ECLI:NL:GHAMS:2022:3031
Gerechtshof Amsterdam
- Beschikking
- Rechtspraak.nl
Partneralimentatie en behoeftigheid in het kader van echtscheiding
In deze zaak, behandeld door het Gerechtshof Amsterdam op 25 oktober 2022, gaat het om een hoger beroep inzake partneralimentatie na een echtscheiding. De vrouw, verzoekster in principaal hoger beroep, heeft in eerste aanleg een beschikking gekregen waarin haar partneralimentatie is vastgesteld op € 1.071,- bruto per maand. De vrouw verzoekt in hoger beroep om een verhoging van de alimentatie naar € 1.314,- per maand, terwijl de man, verweerder in principaal hoger beroep, verzoekt om niet-ontvankelijk verklaring van de vrouw in haar hoger beroep of afwijzing van haar verzoeken. De man heeft ook incidenteel hoger beroep ingesteld, waarin hij vraagt om beperking van de alimentatieduur tot zes maanden na de echtscheiding.
Het hof heeft de feiten en omstandigheden van de zaak in overweging genomen, waaronder de duur van het huwelijk van 26 jaar en de zorg voor twee volwassen kinderen. De vrouw heeft tijdens het huwelijk nooit meer dan 24 uur per week gewerkt en heeft gezondheidsproblemen die haar werkcapaciteit beïnvloeden. Het hof heeft vastgesteld dat de vrouw een netto behoefte heeft van € 2.520,- per maand, terwijl haar huidige inkomen onvoldoende is om in haar levensonderhoud te voorzien. De man heeft voldoende draagkracht om de alimentatie te betalen, en het hof heeft geoordeeld dat de verzoeken van de man tot limitering van de alimentatie niet zijn onderbouwd.

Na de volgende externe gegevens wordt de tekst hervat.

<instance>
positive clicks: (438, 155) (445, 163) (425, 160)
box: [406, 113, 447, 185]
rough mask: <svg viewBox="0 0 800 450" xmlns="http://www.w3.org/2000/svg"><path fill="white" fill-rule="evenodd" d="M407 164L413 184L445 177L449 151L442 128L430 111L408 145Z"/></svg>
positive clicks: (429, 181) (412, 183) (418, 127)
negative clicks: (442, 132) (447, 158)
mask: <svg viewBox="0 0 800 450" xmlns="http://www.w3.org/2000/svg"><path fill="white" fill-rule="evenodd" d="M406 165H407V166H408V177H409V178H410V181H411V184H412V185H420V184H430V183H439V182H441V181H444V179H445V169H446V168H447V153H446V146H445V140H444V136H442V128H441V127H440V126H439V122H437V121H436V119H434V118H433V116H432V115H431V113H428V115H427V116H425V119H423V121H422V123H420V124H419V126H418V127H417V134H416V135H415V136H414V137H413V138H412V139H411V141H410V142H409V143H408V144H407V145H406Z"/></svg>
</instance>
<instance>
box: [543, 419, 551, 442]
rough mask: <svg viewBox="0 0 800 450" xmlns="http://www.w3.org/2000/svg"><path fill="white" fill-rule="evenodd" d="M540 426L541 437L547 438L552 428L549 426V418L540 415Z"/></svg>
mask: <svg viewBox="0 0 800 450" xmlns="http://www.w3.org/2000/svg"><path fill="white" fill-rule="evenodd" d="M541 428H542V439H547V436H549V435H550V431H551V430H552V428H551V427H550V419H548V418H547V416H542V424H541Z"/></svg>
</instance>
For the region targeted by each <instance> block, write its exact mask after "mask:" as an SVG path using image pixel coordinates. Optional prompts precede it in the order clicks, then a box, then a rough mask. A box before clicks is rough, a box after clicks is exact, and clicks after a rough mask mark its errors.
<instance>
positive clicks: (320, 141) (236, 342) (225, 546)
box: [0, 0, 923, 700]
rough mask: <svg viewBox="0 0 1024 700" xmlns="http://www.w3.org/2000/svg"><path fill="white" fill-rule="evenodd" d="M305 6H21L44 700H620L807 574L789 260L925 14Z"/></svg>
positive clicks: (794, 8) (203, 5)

De beslissing van het hof is dat de man aan de vrouw met ingang van 30 november 2021 een alimentatie van € 1.270,- per maand moet betalen. De proceskosten worden gecompenseerd, en de beschikking is uitvoerbaar bij voorraad. De eerdere beschikking van de rechtbank is voor het overige bekrachtigd.